Generally, as the dose of a drug increases, the risk of QT prolongation increases as well. In addition, factors such as rapid infusion, concurrent use of more than one drug known to prolong QT interval, diuretic treatment, electrolyte derangements (hypokalemia, hypomagnesemia, or hypocalcemia), advanced age, bradyarrhythmias, and female sex have all been shown to be risk factors for developing drug-induced QT prolongation. TdP has been shown to occur up to three times more often in female patients compared with males, likely as a result of post-pubertal hormonal influence on cardiac ion channels. The QTc interval is longer in females, as well as having a stronger response to IKr-blocking agents. In males, the presence of testosterone upregulates IKr channels and therefore decreases QT interval.. Stated otherwise, estrogens prolong the QT interval, while androgens shorten it and decrease the response to IKr-blocking agents.
Structural heart disease, such as heart failure, myocardial infarction, and left ventricular hypertrophy, are also risk factors.
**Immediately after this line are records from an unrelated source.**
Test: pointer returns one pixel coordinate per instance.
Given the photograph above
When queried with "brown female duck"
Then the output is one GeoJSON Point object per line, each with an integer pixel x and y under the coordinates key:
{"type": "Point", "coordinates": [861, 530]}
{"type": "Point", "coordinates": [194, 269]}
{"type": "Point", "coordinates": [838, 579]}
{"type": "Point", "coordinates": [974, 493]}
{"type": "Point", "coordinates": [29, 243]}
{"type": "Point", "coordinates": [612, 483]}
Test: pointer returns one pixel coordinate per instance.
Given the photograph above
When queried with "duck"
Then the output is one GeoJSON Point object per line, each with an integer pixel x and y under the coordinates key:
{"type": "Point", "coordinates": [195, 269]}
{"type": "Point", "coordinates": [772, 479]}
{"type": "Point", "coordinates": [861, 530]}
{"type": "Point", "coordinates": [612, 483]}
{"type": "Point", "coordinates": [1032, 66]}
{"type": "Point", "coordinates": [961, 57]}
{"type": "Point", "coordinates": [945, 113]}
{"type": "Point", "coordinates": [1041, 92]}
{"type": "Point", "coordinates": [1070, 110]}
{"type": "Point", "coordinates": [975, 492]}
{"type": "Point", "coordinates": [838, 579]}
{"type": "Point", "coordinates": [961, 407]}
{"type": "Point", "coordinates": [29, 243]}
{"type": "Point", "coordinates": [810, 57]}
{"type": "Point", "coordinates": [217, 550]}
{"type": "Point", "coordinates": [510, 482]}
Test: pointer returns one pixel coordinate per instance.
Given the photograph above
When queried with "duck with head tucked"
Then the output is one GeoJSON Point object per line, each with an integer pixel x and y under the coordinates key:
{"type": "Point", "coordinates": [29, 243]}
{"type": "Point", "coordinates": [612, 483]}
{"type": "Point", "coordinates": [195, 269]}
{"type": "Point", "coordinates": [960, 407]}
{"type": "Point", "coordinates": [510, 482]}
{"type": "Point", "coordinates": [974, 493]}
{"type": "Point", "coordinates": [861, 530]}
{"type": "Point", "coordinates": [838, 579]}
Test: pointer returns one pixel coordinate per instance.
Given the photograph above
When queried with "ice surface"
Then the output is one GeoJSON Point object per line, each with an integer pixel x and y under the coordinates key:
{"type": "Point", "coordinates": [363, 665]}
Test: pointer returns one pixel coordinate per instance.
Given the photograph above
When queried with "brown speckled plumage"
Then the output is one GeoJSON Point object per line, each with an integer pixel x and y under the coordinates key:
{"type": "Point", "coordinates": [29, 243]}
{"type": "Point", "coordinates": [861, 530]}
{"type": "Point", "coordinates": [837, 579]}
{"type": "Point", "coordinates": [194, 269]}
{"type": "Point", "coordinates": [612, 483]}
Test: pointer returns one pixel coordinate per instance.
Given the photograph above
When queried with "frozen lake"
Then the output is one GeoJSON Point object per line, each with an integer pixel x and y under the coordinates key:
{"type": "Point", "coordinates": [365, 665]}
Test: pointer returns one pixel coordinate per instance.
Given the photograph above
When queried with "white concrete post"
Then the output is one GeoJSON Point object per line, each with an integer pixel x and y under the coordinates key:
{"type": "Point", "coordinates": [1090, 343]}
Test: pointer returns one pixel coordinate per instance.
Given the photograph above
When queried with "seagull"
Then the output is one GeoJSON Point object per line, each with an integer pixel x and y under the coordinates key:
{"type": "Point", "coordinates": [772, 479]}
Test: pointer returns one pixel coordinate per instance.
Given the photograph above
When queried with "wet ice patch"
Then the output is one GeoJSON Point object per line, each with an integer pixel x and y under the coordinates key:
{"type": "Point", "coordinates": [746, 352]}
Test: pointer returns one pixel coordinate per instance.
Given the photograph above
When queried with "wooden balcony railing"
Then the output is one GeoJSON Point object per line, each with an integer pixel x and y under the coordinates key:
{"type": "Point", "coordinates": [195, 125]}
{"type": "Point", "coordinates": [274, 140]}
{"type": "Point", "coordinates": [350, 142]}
Diuretic-induced hypokalemia and/or hypomagnesemia taken for heart failure can induce proarrthymia. The ischemia that results from myocardial infarctions also induce QT prolongation.
Most patients with drug-induced QT prolongation are asymptomatic and are diagnosed solely by EKG in association with a history of using medications known to cause QT prolongation. A minority of patients are symptomatic and typically present with one or more signs of arrhythmia, such as lightheadedness, syncope, or palpitations. If the arrhythmia persists, patients may experience sudden cardiac arrest.
Treatment requires identifying and removing any causative medications and correcting any underlying electrolyte abnormalities. While TdP often self-resolves, cardioversion may be indicated if patients become hemodynamically unstable, as evidenced by signs such as hypotension, altered mental status, chest pain, or heart failure. Intravenous magnesium sulfate has been proven to be highly effective for both the treatment and prevention of TdP.
Managing patients with TdP is dependent on the patient's stability. Vital signs, level of consciousness, and current symptoms are used to assess stability. Patients who are stable should be managed by removing the underlying cause and correcting electrolyte abnormalities, especially hypokalemia. An EKG should be obtained, a cardiac monitor should be attached, IV access should be established, supplemental oxygen should be given, and blood samples should be sent for appropriate studies. Patients should be continually re-evaluated for signs of deterioration until the TdP resolves. In addition to correcting the electrolyte abnormalities, magnesium given intravenously has also been shown to be helpful. Magnesium sulfate given as a 2 g IV bolus mixed with D5W can be given over a period of 15 minutes in patients without cardiac arrest Atrial pacing or administering isoproterenol can normalize the heart rate.
Unstable patients exhibit signs of chest pain, hypotension, elevated heart rate, and/or heart failure. Patients who develop cardiac arrest will be pulsesless and unconscious. Defibrillation and resuscitation is indicated in these cases. Patients with cardiac arrest should be given IV magnesium sulfate over a period of two minutes.
After diagnosing and treating the cause of LQTS, it is also important to perform a thorough history and EKG screening. Immediate family members should also be screened for inherited and congenital causes of drug-induced QT syndrome.